Jack considered the matter. ‘It ain’t any more stealing than picking up the lumps that fall off the carts when they clatter up the road. They fill them up too full on purpose so that some will fall off
and we get to pick them up. This way we are sort of saving them the bother.’

The way Jack explained, it sounded fine to Tony. After all, there was so much coal in the gas works mound; he had seen it through the gate. Surely they wouldn’t miss a little bit. Then Jack said, ‘Let’s see what we can get this morning anyway, and then tonight when everyone has gone to sleep we’ll go for plan B. What time in your house does everyone go to bed, ‘cos it would be best to keep this to ourselves?’

‘About ten or so,’ Tony said. ‘I’m not really that sure because I’m usually asleep myself by then.’

‘Better make it eleven, then, to be on the safe side,’ Jack suggested. ‘Meet me at the end of your road at eleven.’

‘Yeah, all right.’ Tony was hardly able to believe that he had agreed to sneak out of his home that night when everyone was asleep.
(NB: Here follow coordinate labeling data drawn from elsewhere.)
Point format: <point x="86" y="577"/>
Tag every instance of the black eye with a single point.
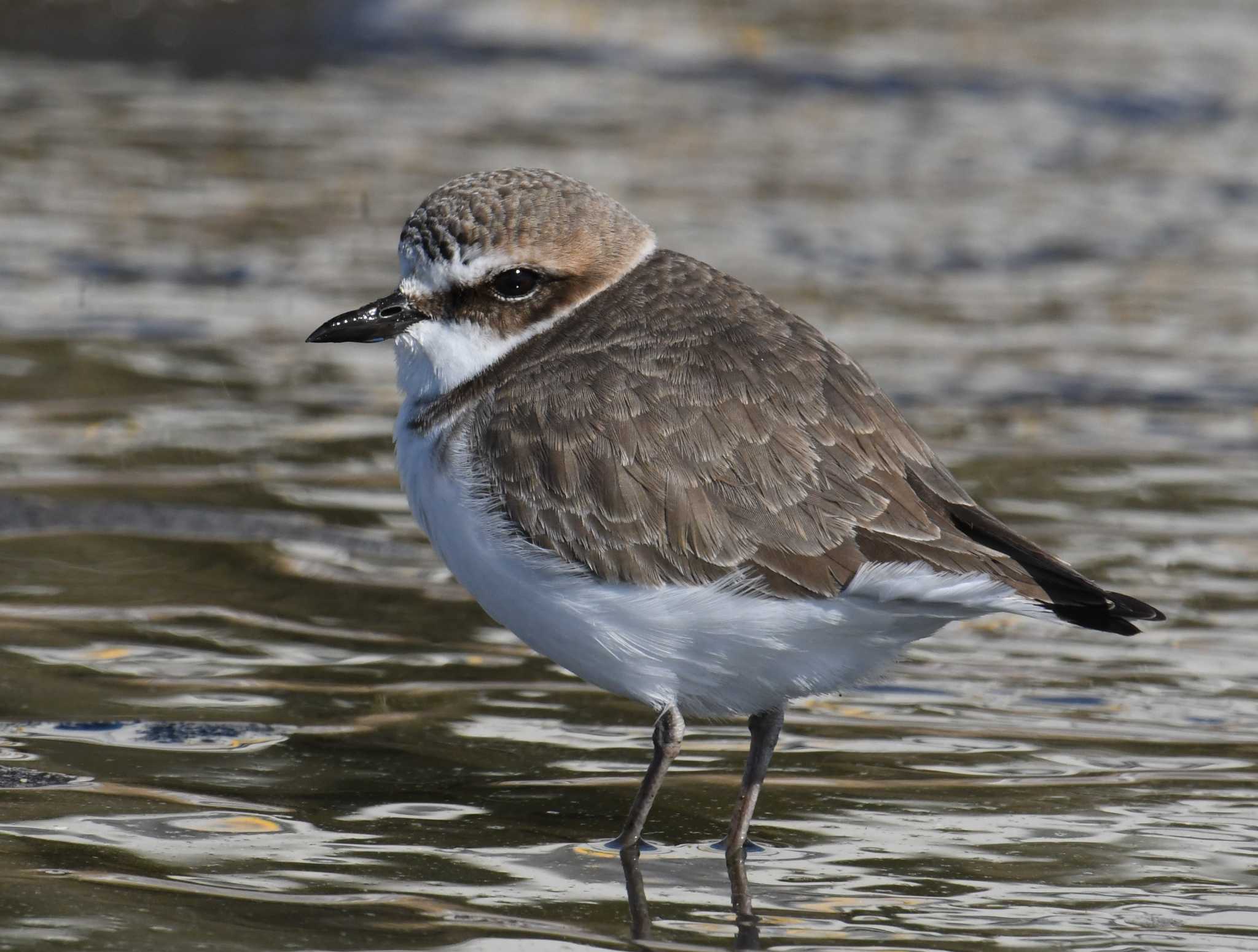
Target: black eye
<point x="515" y="283"/>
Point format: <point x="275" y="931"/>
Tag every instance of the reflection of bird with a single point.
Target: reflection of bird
<point x="665" y="482"/>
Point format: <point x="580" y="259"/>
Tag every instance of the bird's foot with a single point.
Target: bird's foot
<point x="748" y="847"/>
<point x="619" y="845"/>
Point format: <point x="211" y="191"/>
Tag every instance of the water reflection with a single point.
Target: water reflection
<point x="745" y="918"/>
<point x="243" y="703"/>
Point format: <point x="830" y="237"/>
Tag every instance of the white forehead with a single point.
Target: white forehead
<point x="422" y="276"/>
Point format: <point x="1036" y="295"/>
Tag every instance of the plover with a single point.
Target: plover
<point x="665" y="482"/>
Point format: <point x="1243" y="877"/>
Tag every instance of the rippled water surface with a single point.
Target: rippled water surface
<point x="244" y="707"/>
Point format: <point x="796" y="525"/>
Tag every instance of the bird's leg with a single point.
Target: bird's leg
<point x="670" y="730"/>
<point x="740" y="897"/>
<point x="639" y="913"/>
<point x="764" y="728"/>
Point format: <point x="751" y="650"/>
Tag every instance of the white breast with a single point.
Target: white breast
<point x="711" y="649"/>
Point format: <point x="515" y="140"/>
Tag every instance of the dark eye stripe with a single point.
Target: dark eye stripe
<point x="515" y="283"/>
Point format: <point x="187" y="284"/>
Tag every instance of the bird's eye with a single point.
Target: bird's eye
<point x="515" y="283"/>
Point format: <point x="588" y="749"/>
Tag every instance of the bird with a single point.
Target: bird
<point x="667" y="483"/>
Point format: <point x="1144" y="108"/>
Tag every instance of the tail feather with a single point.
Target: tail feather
<point x="1071" y="596"/>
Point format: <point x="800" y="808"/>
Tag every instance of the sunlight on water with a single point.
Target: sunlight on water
<point x="244" y="704"/>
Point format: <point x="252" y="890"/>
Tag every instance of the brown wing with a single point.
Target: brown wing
<point x="684" y="428"/>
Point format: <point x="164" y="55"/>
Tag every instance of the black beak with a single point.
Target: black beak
<point x="378" y="321"/>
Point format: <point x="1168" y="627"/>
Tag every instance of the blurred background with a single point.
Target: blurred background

It wasn’t something that he had ever considered doing in the whole of his life. He was scared stiff, but he couldn’t bear to see the disdain in Jack’s eyes if he said he couldn’t do such a thing, so he knew he would be there with his bucket at eleven o’clock.
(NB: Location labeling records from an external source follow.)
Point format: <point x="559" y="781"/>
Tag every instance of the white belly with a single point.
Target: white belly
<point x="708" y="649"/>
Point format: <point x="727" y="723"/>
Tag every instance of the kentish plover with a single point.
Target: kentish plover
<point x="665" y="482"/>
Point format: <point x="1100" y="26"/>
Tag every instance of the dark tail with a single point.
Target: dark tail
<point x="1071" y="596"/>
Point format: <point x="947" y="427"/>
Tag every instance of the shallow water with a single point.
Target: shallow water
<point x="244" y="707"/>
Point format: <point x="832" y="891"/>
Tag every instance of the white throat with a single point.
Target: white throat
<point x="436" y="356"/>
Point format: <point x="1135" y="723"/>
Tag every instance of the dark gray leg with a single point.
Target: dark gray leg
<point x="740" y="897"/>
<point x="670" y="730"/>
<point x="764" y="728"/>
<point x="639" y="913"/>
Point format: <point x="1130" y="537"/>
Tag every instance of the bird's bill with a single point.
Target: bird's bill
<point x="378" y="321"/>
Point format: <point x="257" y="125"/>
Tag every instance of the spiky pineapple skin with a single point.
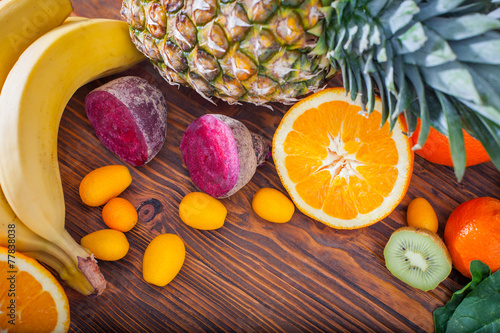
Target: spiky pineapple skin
<point x="256" y="51"/>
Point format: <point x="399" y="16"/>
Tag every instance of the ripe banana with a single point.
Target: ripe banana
<point x="24" y="21"/>
<point x="14" y="234"/>
<point x="32" y="101"/>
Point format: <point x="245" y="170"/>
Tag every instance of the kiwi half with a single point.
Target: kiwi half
<point x="417" y="257"/>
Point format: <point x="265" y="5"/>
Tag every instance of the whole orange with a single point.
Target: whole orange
<point x="437" y="148"/>
<point x="472" y="232"/>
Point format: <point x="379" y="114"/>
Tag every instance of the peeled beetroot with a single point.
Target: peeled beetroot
<point x="129" y="117"/>
<point x="221" y="154"/>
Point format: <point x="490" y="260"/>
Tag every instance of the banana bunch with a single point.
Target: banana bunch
<point x="44" y="77"/>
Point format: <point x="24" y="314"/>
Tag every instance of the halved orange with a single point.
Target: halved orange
<point x="339" y="165"/>
<point x="31" y="299"/>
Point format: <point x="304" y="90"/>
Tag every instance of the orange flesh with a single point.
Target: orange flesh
<point x="35" y="309"/>
<point x="341" y="163"/>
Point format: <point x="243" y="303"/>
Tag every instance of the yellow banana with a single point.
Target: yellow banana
<point x="15" y="235"/>
<point x="24" y="21"/>
<point x="32" y="101"/>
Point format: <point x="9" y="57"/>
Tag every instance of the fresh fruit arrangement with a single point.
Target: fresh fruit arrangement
<point x="421" y="56"/>
<point x="343" y="155"/>
<point x="338" y="165"/>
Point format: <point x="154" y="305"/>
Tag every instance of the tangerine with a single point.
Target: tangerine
<point x="472" y="232"/>
<point x="437" y="148"/>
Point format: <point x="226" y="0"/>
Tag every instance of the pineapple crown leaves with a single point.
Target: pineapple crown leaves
<point x="437" y="60"/>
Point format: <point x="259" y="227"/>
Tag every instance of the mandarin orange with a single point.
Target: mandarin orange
<point x="472" y="232"/>
<point x="437" y="148"/>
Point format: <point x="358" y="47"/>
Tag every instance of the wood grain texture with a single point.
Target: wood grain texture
<point x="250" y="275"/>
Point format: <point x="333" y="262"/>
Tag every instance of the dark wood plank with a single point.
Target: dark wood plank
<point x="249" y="275"/>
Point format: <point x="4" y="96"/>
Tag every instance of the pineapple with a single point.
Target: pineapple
<point x="437" y="60"/>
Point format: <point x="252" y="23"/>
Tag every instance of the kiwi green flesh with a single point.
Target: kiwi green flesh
<point x="418" y="258"/>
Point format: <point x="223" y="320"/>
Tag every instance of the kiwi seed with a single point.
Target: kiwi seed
<point x="417" y="257"/>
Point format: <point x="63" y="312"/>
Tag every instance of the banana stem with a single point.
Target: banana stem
<point x="70" y="274"/>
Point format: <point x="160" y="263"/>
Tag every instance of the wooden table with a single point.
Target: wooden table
<point x="250" y="275"/>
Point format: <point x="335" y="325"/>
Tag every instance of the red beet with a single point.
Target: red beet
<point x="221" y="154"/>
<point x="129" y="117"/>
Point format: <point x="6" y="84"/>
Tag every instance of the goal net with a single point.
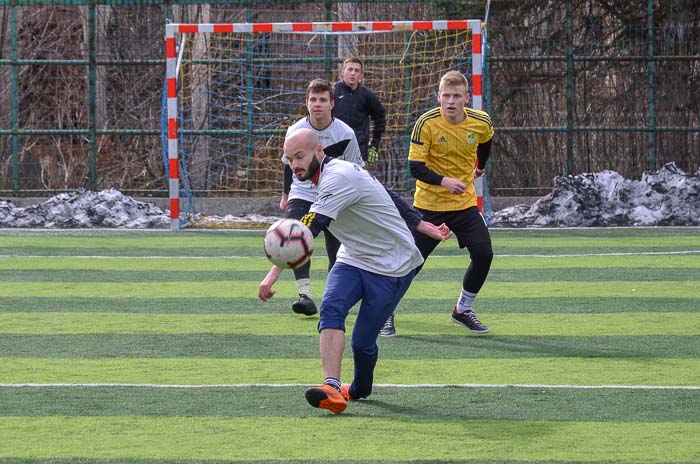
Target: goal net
<point x="233" y="89"/>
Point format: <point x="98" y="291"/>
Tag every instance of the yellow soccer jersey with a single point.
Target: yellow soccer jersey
<point x="449" y="150"/>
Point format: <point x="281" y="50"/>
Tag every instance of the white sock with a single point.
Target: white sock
<point x="465" y="301"/>
<point x="304" y="287"/>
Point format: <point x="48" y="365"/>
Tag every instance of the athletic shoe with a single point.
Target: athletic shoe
<point x="345" y="391"/>
<point x="388" y="330"/>
<point x="326" y="397"/>
<point x="305" y="305"/>
<point x="468" y="319"/>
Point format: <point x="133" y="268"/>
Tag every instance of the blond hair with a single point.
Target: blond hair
<point x="452" y="79"/>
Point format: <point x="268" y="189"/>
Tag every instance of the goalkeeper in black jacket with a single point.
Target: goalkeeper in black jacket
<point x="356" y="105"/>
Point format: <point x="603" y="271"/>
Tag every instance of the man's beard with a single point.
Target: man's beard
<point x="311" y="170"/>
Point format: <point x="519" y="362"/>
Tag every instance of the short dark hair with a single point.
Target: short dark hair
<point x="319" y="86"/>
<point x="353" y="59"/>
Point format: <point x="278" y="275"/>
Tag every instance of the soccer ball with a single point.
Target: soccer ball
<point x="288" y="243"/>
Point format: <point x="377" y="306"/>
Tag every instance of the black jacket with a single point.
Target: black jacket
<point x="355" y="108"/>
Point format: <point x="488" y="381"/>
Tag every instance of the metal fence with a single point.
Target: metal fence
<point x="572" y="87"/>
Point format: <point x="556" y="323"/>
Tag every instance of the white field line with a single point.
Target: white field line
<point x="392" y="385"/>
<point x="642" y="253"/>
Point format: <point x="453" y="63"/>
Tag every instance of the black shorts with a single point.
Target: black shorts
<point x="467" y="225"/>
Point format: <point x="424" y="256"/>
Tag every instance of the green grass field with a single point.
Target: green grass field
<point x="145" y="347"/>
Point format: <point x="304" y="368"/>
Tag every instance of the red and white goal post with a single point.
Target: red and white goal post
<point x="231" y="91"/>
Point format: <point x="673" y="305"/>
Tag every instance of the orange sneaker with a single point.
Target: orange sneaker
<point x="326" y="397"/>
<point x="345" y="391"/>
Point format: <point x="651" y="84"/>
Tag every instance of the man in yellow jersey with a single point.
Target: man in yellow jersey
<point x="445" y="145"/>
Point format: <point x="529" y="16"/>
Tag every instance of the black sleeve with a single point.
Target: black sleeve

Two or three times that night Tony nearly nodded off. The early mornings were beginning to tell on him and he had to get out of bed and walk around the room. When Richard came to bed, however, he couldn’t do that, and he curled in a ball and pretended to be asleep. He dared not shut his eyes, however, but kept them wide open
and forced himself to lie still until Richard’s even breathing told Tony he was asleep.

Still he lay there until he heard his mother’s tread on the stairs. He was glad he did because she opened the door but, seeing everything was quiet, didn’t go into the room. Tony counted to five hundred slowly, and then slid stealthily out of bed. He knew that he would be dressing in the dark and so he had left his clothes out on the chair by his side of the bed in a particular way and was dressing himself as quietly as possible when Richard turned over and said, ‘Where you going?’